Omaha woman appears in court for 4-year-old son’s fentanyl death
Douglas County authorities urge people to be vigilant
OMAHA, Neb. (WOWT) - Paris Hunt, 21, allegedly purchased a light blue pill with “M” and “30″ printed on it. She told officials she left it on the nightstand in her bedroom.
Officials say that blue pill is a commonly known counterfeit drug laced with fentanyl. Hunt told police she thought it was Percocet.
“Nobody should take anything and assume what it is. We’ve had overdose deaths from fentanyl where people thought they were doing cocaine. We’ve had the Percocet example now a couple times,” said Douglas County Attorney Don Kleine.
According to Kleine, also in 2022, a 17-year-old from Elkhorn died from what was supposed to be Percocet. It was oxycodone laced with fentanyl.
In this case, Hunt says she left half a pill on her nightstand. Her four-year-old son, Phoenix, who was asking for candy earlier that day, was later found unresponsive in their bedroom in March. He died five days later.
“Bloodwork taken from the victim that day reveled fentanyl. Testing of the residue found on the pill bottle cap taken from the defendant’s nightstand revealed fentanyl,” said a state attorney during Hunt’s appearance in court Monday.
She’s charged with negligent child abuse resulting in death, a Class 2A felony.
Monday in court, bond was set. The judge originally put it at $25,000. The state objected.
“I would ask the court to reconsider just given that this was a hazardous drug that the child ingested,” said a county prosecutor. “The state would ask for $100,000.”
The judge reconsidered and set Hunt’s bond to $75,000.
Kleine says there’s ongoing work with the US Attorney to pursue the dealer in this case too.
“It’s a responsibility that goes up the chain,” Kleine said. “I mean, certainly we’ve charged the mom with a negligent child abuse resulting in a death from her negligence in her allowing this four-year-old to have access to this. But there’s also many other people who bear responsibility.”
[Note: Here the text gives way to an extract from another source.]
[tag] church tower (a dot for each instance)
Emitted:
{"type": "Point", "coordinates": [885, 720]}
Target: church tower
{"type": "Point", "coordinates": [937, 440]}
He emphasized the growing problem. The number of fentanyl deaths in Douglas County from 2019 to 2021 rose 400%. It was nine in 2019 to 40 in 2021. Due to reporting protocols, the final numbers for 2022 are on a four-month delay, according to the CDC.
In 2022 the Omaha DEA, which covers fives surrounding states seized nearly 4.7 million lethal doses of fentanyl. Kleine and law enforcement urge people to not take anything off the streets or from social media.
Attacking the problem on multiple fronts, the Douglas County Sheriff weighed in on efforts to put a stop to fentanyl deaths.
“We need to up our game in disrupting fentanyl dealers, making sure our penalties are commensurate with the tragedy and the loss of life,” said Sheriff Aaron Hanson. “Drug use safe-zones, I am completely opposed to that. I will oppose that at all costs because I think what we need to do is help people get over their addictions. We need to help people get to a healthier lifestyle.”